About cliteracy by Sophia Wallace, a New York artist:

the artwork includes 100 natural laws about the clitoris

01 septembre 2013source: http://www.huffingtonpost.fr/2013/09/01/clitoris-sexe-orgasme-sophia-wallace_n_3851364.html

the king (of contemporary art) is naked and it is time to claim it? really?

August 6, 2013

a month ago, Luc Ferry (a French philosopher and former education minister) denounced in Le Figaro “these temples of ignorance that are the regional contemporary art funds (FRAC)” and, in general, public subsidies in favour of contemporary art.

“The truth, he wrote, is that state aid often allows vulgar impostures to be considered as masterpieces.”

He continued further:

– some artists repeat and rehash ad nauseam, one hundred years later, but with no courage and thanks to taxpayer money, what Marcel Duchamp had already done a thousand times at a time when, at least, he ran the risk to “shock the bourgeois”.

– Let’s face it: if these disgusting things were in the lobby of my building, I would ask my caretaker to call urgently the City public services to get rid of it.

– Those who want to buy this kind of artwork are free to do so, it is their choice, but, please, may them do it with their own money! Some snobbish and ignorant people could agree to buy this junk for a golden price, but it is unacceptable that they pay it out of “our” pockets on behalf of their aberrant conception of culture. Reading these lines, the “Red Guards of contemporary art” will cry fascism. Whatever, the king is naked and it is time to claim it.

 

Source:

http://www.franceculture.fr/emission-revue-de-presse-culturelle-d-antoine-guillot-luc-ferry-le-fric-et-les-frac-2013-06-12

 

bookstores: “buy local” networks, a militant approach for local consumption and preserving employment

July 28, 2013

In France, selling books is a “mature” market. It is going down for 3 years.

selling books has become the less profitable retail business.

The average net income is 0.6%, against nearly six times more for other businesses.

independent books retailers represent more than 40% of book sales and between 12,000 and 13,000 jobs.

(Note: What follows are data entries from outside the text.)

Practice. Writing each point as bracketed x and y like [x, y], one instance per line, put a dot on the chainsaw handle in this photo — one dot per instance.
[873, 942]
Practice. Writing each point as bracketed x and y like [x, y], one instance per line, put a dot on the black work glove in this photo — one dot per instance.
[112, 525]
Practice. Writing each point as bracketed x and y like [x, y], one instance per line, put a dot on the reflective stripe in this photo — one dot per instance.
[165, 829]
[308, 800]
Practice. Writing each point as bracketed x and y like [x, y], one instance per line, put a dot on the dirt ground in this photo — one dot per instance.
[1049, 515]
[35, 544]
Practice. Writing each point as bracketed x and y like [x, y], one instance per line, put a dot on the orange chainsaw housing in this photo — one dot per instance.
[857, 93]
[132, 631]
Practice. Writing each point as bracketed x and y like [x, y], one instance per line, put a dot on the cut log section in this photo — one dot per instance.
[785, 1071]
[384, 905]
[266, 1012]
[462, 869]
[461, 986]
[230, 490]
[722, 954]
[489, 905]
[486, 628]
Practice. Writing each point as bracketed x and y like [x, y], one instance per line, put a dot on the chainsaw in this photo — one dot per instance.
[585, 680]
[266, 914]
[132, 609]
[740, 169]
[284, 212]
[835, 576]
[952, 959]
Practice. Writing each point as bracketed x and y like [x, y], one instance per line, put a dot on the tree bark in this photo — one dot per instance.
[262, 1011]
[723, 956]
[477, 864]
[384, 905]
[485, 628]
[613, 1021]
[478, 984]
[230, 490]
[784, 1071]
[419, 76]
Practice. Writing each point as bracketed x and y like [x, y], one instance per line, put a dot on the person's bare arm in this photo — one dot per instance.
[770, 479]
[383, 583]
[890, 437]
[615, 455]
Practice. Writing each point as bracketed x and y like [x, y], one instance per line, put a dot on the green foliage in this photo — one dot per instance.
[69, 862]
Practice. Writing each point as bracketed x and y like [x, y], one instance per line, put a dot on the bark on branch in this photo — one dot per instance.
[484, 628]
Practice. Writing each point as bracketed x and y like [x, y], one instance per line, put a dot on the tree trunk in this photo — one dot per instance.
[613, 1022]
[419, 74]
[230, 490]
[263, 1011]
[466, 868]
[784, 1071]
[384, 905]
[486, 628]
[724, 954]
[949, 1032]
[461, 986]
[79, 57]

They are 2500 to 3000. To avoid closing their shops in quantity, the booksellers modulate their own wages.

 

Globally, the trends are almost the same:

– an increase in online shopping,

– the closure of large retail chains

– the majority of shopping is always in bookstores

– independent bookstores are trying to diversify by playing a more important cultural role or become a stakeholder in the “buy local” network, such as Germany and the United States, where a professional survey also shows even better the last year. This move is part of a militant approach for local consumption and preserving employment.

 

Source: http://www.franceculture.fr/2013-06-02-des-librairies-de-plus-en-plus-fragiles

So Roy Lichtenstein is now a “classic”

June 26, 2013

Today Roy Lichtenstein is considered as one of the “stars” of the pop movement as well as a great master of American painting.

But after a few years performing to the forefront of pop art, Lichtenstein goes well beyond.

It was quickly seen as a postmodern artist since he cited in his works the artists and styles of art history

Then, in the last years of his life, returning to the kinds of naked and landscape, it became almost a tradition painter.

So Roy Lichtenstein is now a “classic”

But what makes the strength of his art  is also the amused distance, sometimes critical without becoming cynical, he held both on himself and on arts, from its beginnings to the end of his life.